A la fin du Second Empire, alors que les réunions se multiplient à Paris, le gymnase Triat en accueille plusieurs, notamment au moment de la campagne des élections législatives, en 1869 [19], et de la préparation du plébiscite en mai 1870 [20].
Au printemps 1871, pendant la Commune, Jules Allix, maire du 8e arrondissement, lui confie la direction d’un « corps spécial de gymnastes, destiné à former des professeurs de gymnastique civile et militaire pour les écoles et pour les armées citoyennes » ; les élèves, âgés de 16 à 20 ans, sont formés au gymnase Triat [21]. Son établissement est aussi utilisé par le Comité républicain du 8e arrondissement ainsi que par le Comité des femmes pour leurs réunions [22].
L’accueil de ces réunions et ses relations avec Allix rendent Triat suspect aux yeux des Versaillais, qui lui reprochent aussi, après la Commune, d’avoir participé à la défense de son quartier (selon Allix, son action se serait alors bornée à l’extinction de l’éclairage au gaz, « pour supprimer le soir, le point de mire des Versaillais », dont les obus pleuvent sur les Champs Élysées). Il est arrêté et interné, et, dit Allix, envoyé en « captivité sur les pontons » où il aurait contracté une maladie chronique [23].
À son retour à Paris, il ouvre un nouveau gymnase, rue du Bouloi, dont la fréquentation subit le contrecoup de son engagement communard : « Sa riche clientèle l’abandonna. Son établissement périclita » [24]. Il tente de restaurer sa position en envoyant en 1872 à la municipalité parisienne un mémoire proposant la création d’une école normale de gymnastique qui emploierait ses méthodes [25] ; sans succès. En 1878, il intervient auprès du ministère de l’Instruction publique, afin de diffuser la « gymnastique Triat » dans les établissements scolaires, sans résultat [26]. Il est désormais assez isolé.

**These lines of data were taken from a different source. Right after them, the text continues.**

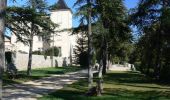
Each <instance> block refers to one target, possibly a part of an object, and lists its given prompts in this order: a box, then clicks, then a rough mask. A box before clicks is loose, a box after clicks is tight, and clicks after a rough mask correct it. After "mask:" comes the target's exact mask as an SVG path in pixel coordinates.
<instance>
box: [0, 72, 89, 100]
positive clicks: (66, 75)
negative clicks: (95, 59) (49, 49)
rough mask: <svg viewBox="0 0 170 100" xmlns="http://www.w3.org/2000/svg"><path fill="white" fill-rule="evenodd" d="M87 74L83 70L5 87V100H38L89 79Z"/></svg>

Lors de ses obsèques, Jules Allix prononce quelques mots et met en valeur à la fois son engagement républicain et ses qualités de gymnaste [27]. Charles Limousin signale dans la Revue du mouvement social le décès « d’un homme utile qui fut, croyons-nous, un des membres de l’École sociétaire » [28]. À vrai dire, si La Démocratie pacifique prête une attention bienveillante à ses activités, si l’on retrouve dans le discours tenu par Triat et Dally en 1848 une tonalité fouriériste, avec les thèmes de « l’harmonie », de l’exercice des différentes « facultés », du « développement intégral de l’homme » et de « ses aptitudes naturelles » [29], thèmes associés à « la régénération sociale », et si l’engagement républicain et socialiste du gymnaste est avéré, ainsi que son amitié avec Allix, proche des fouriéristes, il n’existe pas pour le moment d’éléments permettant d’établir ses liens avec le mouvement phalanstérien, sinon la phrase de Limousin.

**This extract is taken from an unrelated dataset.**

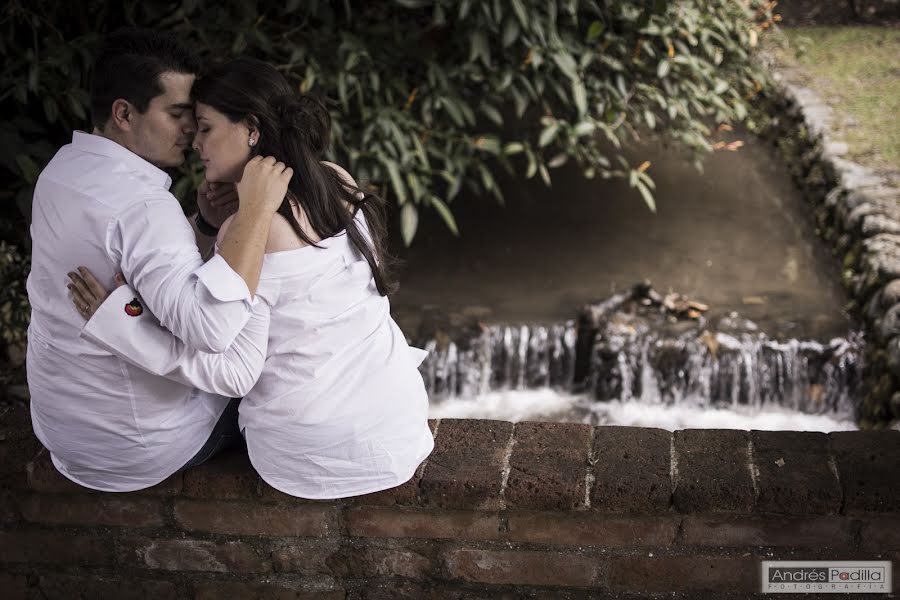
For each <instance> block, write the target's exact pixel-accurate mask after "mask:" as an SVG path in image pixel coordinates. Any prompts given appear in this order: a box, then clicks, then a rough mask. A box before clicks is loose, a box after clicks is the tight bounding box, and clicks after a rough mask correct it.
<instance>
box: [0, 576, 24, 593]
mask: <svg viewBox="0 0 900 600" xmlns="http://www.w3.org/2000/svg"><path fill="white" fill-rule="evenodd" d="M0 590H3V597H4V598H6V599H7V600H25V598H27V595H28V579H26V578H25V576H24V575H13V574H11V573H0Z"/></svg>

Cette phrase elle-même, et l’hésitation de son auteur quant à l’appartenance de Triat à l’École sociétaire, témoignent du relâchement des liens entre les condisciples, en particulier quand ils appartiennent à des générations différentes : Limousin, devenu l’un des animateurs du mouvement fouriériste dans les années 1870, n’a qu’une connaissance réduite des hommes et des femmes qui ont composé l’École sociétaire.